At present, the efforts to eliminate RHD generally lie in silos, with most organisations and teams involved focusing on one stage of intervention:

  • primordial (to address the underlying causal factors);
  • primary (to treat the sore throats and skin sores that lead to RHD);
  • secondary (to provide the penicillin injections needed to prevent progression of RHD); or
  • tertiary (to perform the required heart surgery).

These silos exist not out of choice but out of necessity, as these organisations are not able to provide a comprehensive response across all of these stages. The Voice, through its function of advising Parliament, could encourage the Australian Government to provide this necessary coordinated response. I believe having the Voice to Parliament would provide the government with confidence that they can and must provide the resources and the strategic oversight to reconcile these silos.

I’ve heard Dr Bo Remenyi, world leading RHD expert and paediatric cardiologist in the Northern Territory, once say that there are only a few people who can end RHD in Australia. They were all Cabinet Ministers.

With a Voice to Parliament contributing to informed policies, providing direct feedback, and allowing for federal government coordination, we could feel more confident than ever in Australia’s ability to eliminate RHD.

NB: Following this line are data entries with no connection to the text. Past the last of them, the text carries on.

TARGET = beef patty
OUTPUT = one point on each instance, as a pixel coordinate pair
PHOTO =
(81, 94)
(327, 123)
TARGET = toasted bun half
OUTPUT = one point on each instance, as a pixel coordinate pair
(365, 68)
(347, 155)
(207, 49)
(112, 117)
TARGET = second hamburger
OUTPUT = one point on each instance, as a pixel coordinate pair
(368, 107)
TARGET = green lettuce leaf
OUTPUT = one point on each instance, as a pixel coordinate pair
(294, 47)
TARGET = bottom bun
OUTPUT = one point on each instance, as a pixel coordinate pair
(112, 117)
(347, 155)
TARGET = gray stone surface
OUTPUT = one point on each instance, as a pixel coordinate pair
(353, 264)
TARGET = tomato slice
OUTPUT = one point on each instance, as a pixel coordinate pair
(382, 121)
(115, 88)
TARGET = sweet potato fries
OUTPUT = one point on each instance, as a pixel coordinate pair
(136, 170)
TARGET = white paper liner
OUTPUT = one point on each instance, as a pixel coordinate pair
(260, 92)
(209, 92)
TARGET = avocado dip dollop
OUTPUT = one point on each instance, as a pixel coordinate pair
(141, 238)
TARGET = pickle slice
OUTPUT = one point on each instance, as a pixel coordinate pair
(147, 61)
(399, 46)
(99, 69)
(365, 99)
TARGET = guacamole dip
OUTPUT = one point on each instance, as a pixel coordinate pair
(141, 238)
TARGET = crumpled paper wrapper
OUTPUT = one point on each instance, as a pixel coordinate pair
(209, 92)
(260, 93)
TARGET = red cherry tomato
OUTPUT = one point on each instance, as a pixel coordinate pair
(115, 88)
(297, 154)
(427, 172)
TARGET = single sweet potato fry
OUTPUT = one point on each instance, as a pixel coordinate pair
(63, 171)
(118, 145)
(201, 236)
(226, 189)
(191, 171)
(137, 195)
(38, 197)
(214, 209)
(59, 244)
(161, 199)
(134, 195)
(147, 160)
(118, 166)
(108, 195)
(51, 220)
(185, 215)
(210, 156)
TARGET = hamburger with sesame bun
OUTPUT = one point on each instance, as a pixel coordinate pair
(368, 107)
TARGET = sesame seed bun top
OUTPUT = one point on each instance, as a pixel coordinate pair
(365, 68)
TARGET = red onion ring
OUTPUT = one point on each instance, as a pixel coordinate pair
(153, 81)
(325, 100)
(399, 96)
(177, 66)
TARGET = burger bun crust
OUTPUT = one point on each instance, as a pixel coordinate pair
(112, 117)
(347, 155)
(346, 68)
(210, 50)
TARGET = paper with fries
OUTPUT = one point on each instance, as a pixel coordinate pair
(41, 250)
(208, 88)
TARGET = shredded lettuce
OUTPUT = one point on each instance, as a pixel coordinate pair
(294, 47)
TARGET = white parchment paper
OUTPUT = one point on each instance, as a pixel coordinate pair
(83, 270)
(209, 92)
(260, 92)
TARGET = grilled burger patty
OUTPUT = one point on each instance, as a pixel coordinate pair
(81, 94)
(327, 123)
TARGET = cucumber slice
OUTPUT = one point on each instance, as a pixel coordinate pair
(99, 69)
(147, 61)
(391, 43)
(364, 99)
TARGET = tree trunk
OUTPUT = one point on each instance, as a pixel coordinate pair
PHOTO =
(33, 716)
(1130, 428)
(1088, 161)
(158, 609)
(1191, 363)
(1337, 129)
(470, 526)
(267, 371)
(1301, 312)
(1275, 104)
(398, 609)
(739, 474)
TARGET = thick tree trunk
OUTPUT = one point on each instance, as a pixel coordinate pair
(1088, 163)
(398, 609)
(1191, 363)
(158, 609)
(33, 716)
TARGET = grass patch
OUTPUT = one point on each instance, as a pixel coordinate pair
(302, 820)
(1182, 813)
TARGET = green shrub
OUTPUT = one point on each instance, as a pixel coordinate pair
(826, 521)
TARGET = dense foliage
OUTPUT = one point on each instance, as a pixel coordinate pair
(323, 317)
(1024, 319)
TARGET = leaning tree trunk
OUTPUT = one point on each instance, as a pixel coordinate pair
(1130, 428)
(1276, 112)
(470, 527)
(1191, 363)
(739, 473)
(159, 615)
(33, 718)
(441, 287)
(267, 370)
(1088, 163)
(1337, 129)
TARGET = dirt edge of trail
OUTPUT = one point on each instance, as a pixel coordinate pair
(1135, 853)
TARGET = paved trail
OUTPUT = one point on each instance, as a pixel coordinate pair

Dr Ben Jones is completing a PhD at the University of Oxford supported by a Rhodes Scholarship. His work focuses on evaluating rheumatic heart disease (RHD) programs and he is working closely with the RHD team at the Menzies School of Health Research in Darwin. Prior to that, he completed a Doctor of Medicine and Master of Health Leadership and Management at UNSW Sydney. His mob is Murrawarri.

The statements or opinions expressed in this article reflect the views of the authors and do not necessarily represent the official policy of the AMA, the MJA or InSight+ unless so stated. 

The authors do not work for, consult, own shares in or receive funding from any company or organisation that would benefit from this article, and have disclosed no relevant affiliations beyond their academic appointment.